Be it in the stock market or real estate, anyone will make money only with proper investment education. With long-term thinking. Not with the mentality of buying one day and regretting the next. But most people find it difficult to think different from the herd. They rejoice when prices rise and get deflated when they fall. Eventually they succumb to fear and greed. But the crux of investment education lies in separating emotion and money.
Any person would generally, unknowingly, buy when it climbs and sell when it drops. That’s not right. Here’s what Peter Lynch reveals from his 20 year record of serving 28% annual returns at his mutual fund. He says most people who invested into his fund did not make much money. Why? They were putting their money in looking at strong performance and selling out when it was weak. By chasing performance rather than results they did not capitalize on the potential of the fund therefore.
Two things that investment education essentially covers are knowledge and conviction, which help go against the herd. Knowledge without conviction is pretty useless while conviction without knowledge can be dangerous. This is where Warren Buffet’s model is good to fall back upon. You might not be aware that Warren Buffet was just 6 years old when he was making money selling soda bottles. In the market he advises to buy investments with safe margins. Buy anything at a discount. Make money because of the buying price rather than the selling price.

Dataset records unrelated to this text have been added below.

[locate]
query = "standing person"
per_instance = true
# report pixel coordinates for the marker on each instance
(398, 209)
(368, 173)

Secondly he advocates using Mr Market effectively. Since the prices fluctuate everyday Mr Buffet advises to look but not act. It’s a little like Ted Williams the great baseball player who would swing only at the balls that came within full striking angle. Ted explains that he set out 77 baseball sized cells around the bat and would swing only if the ball fitted into one of those cells. Likewise Warren Buffet says wait for the fat pitch and right time on the perfect investment before you strike.